Never before had I felt such pain.

_"John!"_

_I was truly feeling for the first time._

_It made me never wanted to feel again._

_Why did we have to feel when it hurt so badly?_

_What was worth such agony?_

_I held him in my arms, clung to him like my life depended upon it._

Had I cried? I can't recall. Perhaps I was too preoccupied screaming my throat raw to notice.

_4:15 AM_

I hardly recognized the time, caught in the tangled mess which were my thoughts. I was thirsty. I dragged myself out if the thing that provide the slightest bit of comfort in my life-my bed-and into the kitchen.

It was sudden-

I hit the floor-it was slick.

My ears rang as I lifted my head from the floor, groaning in pain.

_...?_

The floor was _sticky_.

The floor was _red_.

I gagged, jerking upright, looking around in a startled flurry.

Everywhere-_blood_.

_It stained the walls, the floors._

My breaths were shallow, quick.

I felt as if I were going to suffocate.

Out of the corner of my eye, I saw a hand-a gun drooping from its slacked grasp.
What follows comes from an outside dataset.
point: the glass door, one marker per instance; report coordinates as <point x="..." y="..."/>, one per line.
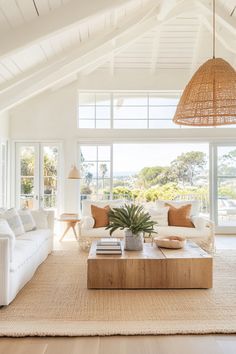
<point x="49" y="176"/>
<point x="225" y="187"/>
<point x="3" y="174"/>
<point x="37" y="175"/>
I slipped in an attempt to arise.

I was drenched in scarlet.

_All that scarlet blood._

I finally got a closer look.

My heart froze.

_His face._

I dropped to his side, gripping his face tight in my hands. I screamed his name, although I already knew all too well that he was gone. Long gone.

"John...!? _John_...!"

Never before had I wanted to feel such pain again.

"_John_!"

I was truly tired of feeling.

I never wanted to feel anything again.

_Ever_.

I held him in my arms, clung to him like I would never hold him again.

Because I wouldn't. 

I scrubbed fiercely at my arms and hands.

It was _everywhere_.

Dried to my skin-underneath my fingernails.

It made me sick.

I released an aspirated whine. It wouldn't come off. I stained with _his_ blood. I couldn't stand it. 

It had to have been real. I would've sworn it-but-when I came out of that hallucination, my arms were red with irritation. They stung-I'd even broken skin in some areas. Everything was normal. No blood. No John. For the first time in ages, I felt a strange sense of relief-even thought I knew I was heading on a one way road down the rabbit hole.


End file.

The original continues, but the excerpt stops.